Remember that back in those days, the planet was full of tall, tall trees containing green, green leaves and that these giant skyscraping beasts would lumber along and munch on some leaves every now and then. You have to admire these big giant guys and girls for eating their greens. Doing that sort of thing certainly kept them regular, as it were, but this team of scientists led by a guy called Graeme Ruxton out of Scotland is now asserting that even regularity can be too much of a good thing and that the result of all that leaf-munching was leaf digestion that led to leaf expulsion that created big white puffy clouds full of carbon dioxide-trapping fluffiness, giving all that dino-veggie-methane nowhere to go. The result, of course, must have been chaos, as the poor beasties would have found it getting hotter and hotter, ever so slightly, and then they would have sweated and sweated and eventually overheated and fallen over (provided that they didn't get eaten by a carnivore first).

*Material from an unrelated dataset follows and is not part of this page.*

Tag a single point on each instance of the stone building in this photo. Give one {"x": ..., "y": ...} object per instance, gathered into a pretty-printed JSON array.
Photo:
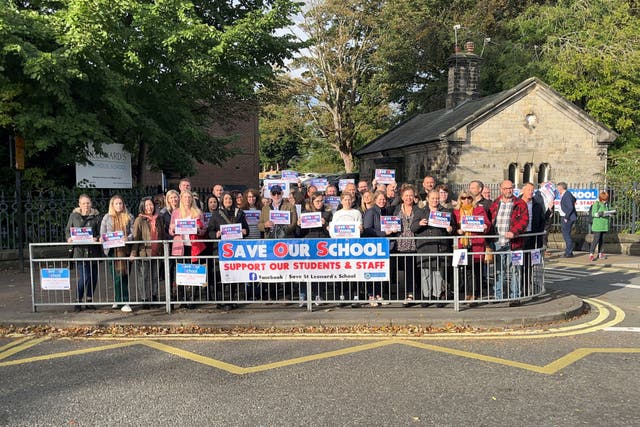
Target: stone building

The scientists' estimate is that a 90-ton sauropod measuring 140 feet in length would have eaten half of a ton of food every day and, once that food had been digested, would have produced a few thousand liters of methane in a day. Compare that to a cow's daily output of 200 liters, and you have some idea of the runaway problem that such "additions" to the atmosphere could cause. 

Have a thought for the T-rexes of the world, too, because they wouldn't have caused this greenhouse effect but would have certainly suffered from it. Maybe they didn't eat the sauropods fast enough? It's a tricky thing, being a carnivore. You have to have that balance between gorging yourself until sated, day after day, and allowing the population to repopulate itself enough so that you can keep feeding on it and live a good long life.

Speaking of a good long life, we have to remember as well that even if this greenhouse gas theory is correct, the extinction of dinosaurs didn't happen overnight. As dramatic as the asteroid theory is, it doesn't suggest that, either. It took a good long time for dinosaurs to disappear from the planet. They had a good long time to leave lots of fossils behind — which is all we have at the moment because none of those "terrible lizards" is around anymore to tell us their rather sad little story.

Moral of the story: It's not easy eating green.